En medio del ruido que ha generado en la Ciudad el contrato de concesión firmado por la Administración Municipal para “la prestación integral del servicio público no domiciliario de alumbrado público, incluyendo la administración, operación, mantenimiento, modernización, expansión y desarrollos tecnológicos asociados. Así como la iluminación ornamental y navideña del municipio de Pereira”; resulta oportuno y tranquilizante el informe de la Contraloría General de la República, sobre el tema.
Distintas voces han llamado la atención y en algunos casos cuestionado, tanto la concesión del alumbrado público, su valor, el tiempo y la calidad de las luminarias que se están instalando, como la iluminación navideña, su diseño, la cantidad de luces y la procedencia; así como el destino de los recursos que había disponibles al momento de firmarse la concesión.
En el mes de junio pasado la Contraloría General, en uso de sus funciones propias, decretó la intervención funcional excepcional sobre el proceso de control que adelantaba la Contraloría Municipal de Pereira al contrato de alumbrado público e iluminación navideña; y asumió directamente el seguimiento y vigilancia fiscal al proceso contractual.
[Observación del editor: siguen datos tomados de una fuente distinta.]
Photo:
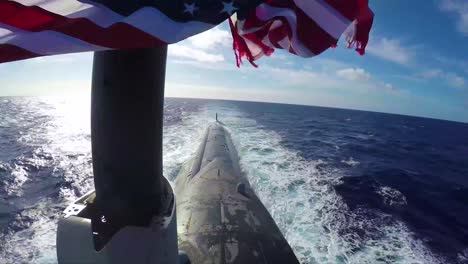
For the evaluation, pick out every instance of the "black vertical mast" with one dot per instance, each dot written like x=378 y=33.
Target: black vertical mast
x=126 y=131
En desarrollo de esta actividad la Contraloría Delegada para el Sector Minas y Energía adelantó una revisión integral al proceso contractual, desde su etapa precontractual hasta la ejecución del contrato, así como a los contratos conexos; ejecutó una verificación técnica a la construcción y validación del modelo financiero del proyecto; realizó visitas técnicas de inspección de obras; e hizo una revisión documental de las facturas y pagos, los soportes de los giros y el cumplimiento del cronograma de modernización de la iluminación y del alumbrado navideño.
Producto de esto, la entidad formuló cinco observaciones a la Administración, las que fueron respondidas, dos de ellas debidamente aclaradas y tres que están en proceso de ajuste, corrección y cumplimiento. Estas se circunscribieron a la facturación y recaudo del impuesto, a la modificación de la curva de energía y al giro de los recursos a la fiducia.
Adicionalmente, la Contraloría evaluó el cumplimiento de las normas aplicables al proceso de selección y contratación, con el fin de verificar la legalidad y transparencia en la adjudicación del servicio. Para eso, revisó la etapa precontractual y analizó elementos como el sector, la modalidad de contratación, la estructuración técnica y financiera, el cronograma y la evaluación y adjudicación.
Luego de todo este proceso, la entidad concluyó que la etapa precontractual se estructuró conforme al Manual de Contratación, que la modernización avanza a un nivel superior al planificado, que la relación ingresos-egresos es de 1.67 lo que evidencia su solvencia y que el desarrollo del contrato está acorde con la metodología establecida por la CREG.
Son sin duda, pues, tranquilizadoras, las conclusiones finales del informe y levantan, además, ese inconveniente velo que se había tendido sobre la concesión del alumbrado público y la iluminación navideña; y que tanto mal se hacen a la ciudad y por supuesto a la Administración Municipal.